I’m not sure I’d want to hear the blunt force of Jesus’ answer to questions like that.  So better not to ask.  But Jesus in the gospel is not waiting for us to ask.  He is speaking difficult truth, and doing it with reference to an image that is particularly searing in the present moment of our church.  

He finds a child, and puts his arms around it, and tells us that this is the measure of our faithfulness to his call.  The children of Galilee were not known for their cuteness and adorableness in the bible.  They were known for their utter vulnerability, their complete lack of standing as real people, their inability to speak.  The children were then—as they are now—utterly dependent upon the mercy and the justice and the charity of everybody else.  These are the ones, Jesus says, who will judge your sincerity in claiming to follow me.  How are you treating the children? How are you letting them tell you what is required?  How are you encountering those who cannot have any power over you to compel you to care about them?  (They aren’t all children, but a lot of them are.)  How are you in engaging the people who can do absolutely nothing for you in return, who take and take and take and demand your self-offering just because they are there?  What are you ready to do for them?

These may be the questions that the disciples were not very comfortable in confronting, and so may have been afraid to ask.  We aren’t so different from them in that regard.  Their fear, and ours, is understandable.  But it’s not an excuse to turn away.

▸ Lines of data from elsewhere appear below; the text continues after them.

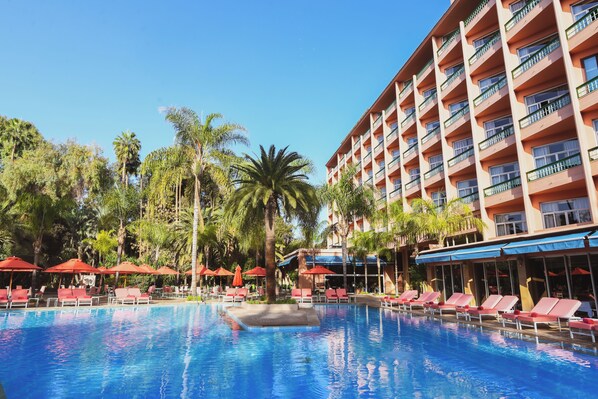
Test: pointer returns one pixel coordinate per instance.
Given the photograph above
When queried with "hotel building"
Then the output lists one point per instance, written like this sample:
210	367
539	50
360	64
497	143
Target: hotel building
497	106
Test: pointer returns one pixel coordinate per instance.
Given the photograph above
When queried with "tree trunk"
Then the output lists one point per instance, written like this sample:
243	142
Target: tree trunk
270	252
194	242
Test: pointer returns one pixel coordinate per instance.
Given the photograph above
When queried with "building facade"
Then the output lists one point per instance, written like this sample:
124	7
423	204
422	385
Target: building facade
497	106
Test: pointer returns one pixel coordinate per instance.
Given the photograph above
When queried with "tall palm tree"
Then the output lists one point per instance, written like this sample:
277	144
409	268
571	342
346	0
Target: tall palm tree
271	185
208	148
126	148
348	201
439	222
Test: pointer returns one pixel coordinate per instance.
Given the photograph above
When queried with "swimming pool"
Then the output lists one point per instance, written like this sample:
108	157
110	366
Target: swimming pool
189	351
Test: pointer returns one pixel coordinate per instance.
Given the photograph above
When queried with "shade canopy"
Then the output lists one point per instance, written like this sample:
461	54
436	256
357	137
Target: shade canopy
238	279
72	266
222	272
318	270
167	271
15	264
256	271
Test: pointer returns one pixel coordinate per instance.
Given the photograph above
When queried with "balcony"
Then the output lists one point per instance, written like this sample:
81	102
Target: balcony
548	119
588	95
428	105
498	144
582	34
503	193
456	123
561	172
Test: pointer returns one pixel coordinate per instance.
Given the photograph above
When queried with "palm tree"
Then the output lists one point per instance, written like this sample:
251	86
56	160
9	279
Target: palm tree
436	223
207	147
348	201
126	148
269	186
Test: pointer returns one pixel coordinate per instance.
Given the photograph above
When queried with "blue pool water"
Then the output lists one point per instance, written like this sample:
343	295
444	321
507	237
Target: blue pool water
190	351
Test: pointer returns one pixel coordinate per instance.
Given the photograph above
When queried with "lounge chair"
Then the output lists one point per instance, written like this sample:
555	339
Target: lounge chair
82	297
331	296
563	310
121	295
296	295
460	302
586	326
419	303
341	293
306	295
505	305
544	306
66	297
489	303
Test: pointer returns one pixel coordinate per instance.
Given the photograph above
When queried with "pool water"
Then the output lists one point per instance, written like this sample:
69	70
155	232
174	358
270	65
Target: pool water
191	351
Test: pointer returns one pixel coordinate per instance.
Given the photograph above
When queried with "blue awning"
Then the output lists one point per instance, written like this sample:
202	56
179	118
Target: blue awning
547	244
481	252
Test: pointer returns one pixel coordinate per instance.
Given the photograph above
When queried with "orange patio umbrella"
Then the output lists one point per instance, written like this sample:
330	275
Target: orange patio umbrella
238	279
14	264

There are churches not far from here where the message is that following Jesus is the key to wealth, success, and a happy life here and now.  I don’t know what gospel they are reading in those places, but it’s not this one, because “I” and “me” are not the points of reference for evaluating a faithful Christian life.  The points of reference instead are the weakest ones; the children, the immigrants, the poor, the homeless, the very aged, the chronically sick. The questions we may be afraid to ask are, “How are they doing?” and “What is required of us in response?”  And to be honest, at the moment most of them aren’t doing very well.

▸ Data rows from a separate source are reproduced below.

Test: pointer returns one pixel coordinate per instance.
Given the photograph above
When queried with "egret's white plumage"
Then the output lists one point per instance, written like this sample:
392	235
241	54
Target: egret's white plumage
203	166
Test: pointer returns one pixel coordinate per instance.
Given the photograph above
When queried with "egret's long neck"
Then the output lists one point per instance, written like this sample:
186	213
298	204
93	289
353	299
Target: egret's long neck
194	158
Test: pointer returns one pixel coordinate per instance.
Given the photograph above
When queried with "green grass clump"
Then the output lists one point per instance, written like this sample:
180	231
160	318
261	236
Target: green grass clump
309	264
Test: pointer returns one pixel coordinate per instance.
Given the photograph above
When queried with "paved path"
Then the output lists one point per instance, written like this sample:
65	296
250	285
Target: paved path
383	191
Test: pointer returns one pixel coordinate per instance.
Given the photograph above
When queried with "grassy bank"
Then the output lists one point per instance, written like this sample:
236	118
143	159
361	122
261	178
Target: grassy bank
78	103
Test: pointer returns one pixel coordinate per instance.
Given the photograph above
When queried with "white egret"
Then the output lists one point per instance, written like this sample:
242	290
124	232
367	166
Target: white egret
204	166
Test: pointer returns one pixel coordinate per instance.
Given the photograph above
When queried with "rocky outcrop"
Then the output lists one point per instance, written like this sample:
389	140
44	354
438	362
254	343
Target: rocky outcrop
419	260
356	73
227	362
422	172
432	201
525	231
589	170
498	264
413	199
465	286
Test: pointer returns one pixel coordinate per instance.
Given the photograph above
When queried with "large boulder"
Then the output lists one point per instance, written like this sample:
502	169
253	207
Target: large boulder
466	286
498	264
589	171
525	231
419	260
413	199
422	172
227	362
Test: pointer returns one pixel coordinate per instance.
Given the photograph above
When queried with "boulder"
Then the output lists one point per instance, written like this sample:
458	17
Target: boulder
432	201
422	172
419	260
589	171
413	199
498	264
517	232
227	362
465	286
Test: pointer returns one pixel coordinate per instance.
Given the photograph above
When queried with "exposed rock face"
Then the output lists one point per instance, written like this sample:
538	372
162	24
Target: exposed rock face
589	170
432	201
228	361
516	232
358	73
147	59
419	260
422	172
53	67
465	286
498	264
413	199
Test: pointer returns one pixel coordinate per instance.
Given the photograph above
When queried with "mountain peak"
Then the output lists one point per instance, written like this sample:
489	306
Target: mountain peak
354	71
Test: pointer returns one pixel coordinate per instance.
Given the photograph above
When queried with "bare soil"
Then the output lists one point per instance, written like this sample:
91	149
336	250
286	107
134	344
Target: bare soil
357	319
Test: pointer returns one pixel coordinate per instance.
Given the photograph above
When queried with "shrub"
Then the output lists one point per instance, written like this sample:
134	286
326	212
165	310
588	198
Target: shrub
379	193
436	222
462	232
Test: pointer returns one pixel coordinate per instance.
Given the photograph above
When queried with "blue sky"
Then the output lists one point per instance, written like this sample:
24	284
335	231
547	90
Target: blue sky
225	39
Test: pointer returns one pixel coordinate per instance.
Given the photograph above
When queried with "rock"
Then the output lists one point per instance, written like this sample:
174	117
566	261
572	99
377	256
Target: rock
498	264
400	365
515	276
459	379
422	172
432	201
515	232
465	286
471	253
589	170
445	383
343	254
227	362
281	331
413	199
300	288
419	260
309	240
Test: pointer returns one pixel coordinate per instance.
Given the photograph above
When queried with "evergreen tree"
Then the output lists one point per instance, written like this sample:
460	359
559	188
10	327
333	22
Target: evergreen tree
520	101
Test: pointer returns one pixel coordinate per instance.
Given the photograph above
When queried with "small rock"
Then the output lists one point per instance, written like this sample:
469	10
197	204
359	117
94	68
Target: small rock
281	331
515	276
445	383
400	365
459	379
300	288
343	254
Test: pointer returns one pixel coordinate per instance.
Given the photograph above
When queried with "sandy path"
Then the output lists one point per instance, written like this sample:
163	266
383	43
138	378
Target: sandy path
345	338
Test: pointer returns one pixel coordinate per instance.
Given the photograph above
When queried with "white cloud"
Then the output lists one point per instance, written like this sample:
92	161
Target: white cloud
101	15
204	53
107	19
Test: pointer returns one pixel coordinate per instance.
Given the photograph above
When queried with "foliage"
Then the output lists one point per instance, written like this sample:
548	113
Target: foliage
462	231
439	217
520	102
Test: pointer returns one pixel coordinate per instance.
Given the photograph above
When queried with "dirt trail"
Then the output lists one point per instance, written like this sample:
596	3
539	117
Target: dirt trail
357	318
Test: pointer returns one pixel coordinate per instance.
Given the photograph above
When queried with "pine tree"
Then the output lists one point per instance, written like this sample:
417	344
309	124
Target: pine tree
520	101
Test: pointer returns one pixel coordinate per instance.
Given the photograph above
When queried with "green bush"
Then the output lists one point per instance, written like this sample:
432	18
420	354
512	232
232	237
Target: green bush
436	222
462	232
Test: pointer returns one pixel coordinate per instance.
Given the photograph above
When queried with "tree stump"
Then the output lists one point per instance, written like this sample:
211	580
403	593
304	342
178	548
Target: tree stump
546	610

Certainly there is joy to be found in being faithful to our call, and there is great grace in creating a vibrant Christian community together, such as the one here at Pax.  Our mission isn’t all drudgery.  But it is about responsibility and self-offering.  Jesus tells us today that “if anyone wishes to be first/greatest, they shall be the last of all and the servant of all.”  So let us indeed strive to be first and greatest, but let us be absolutely clear about what that means.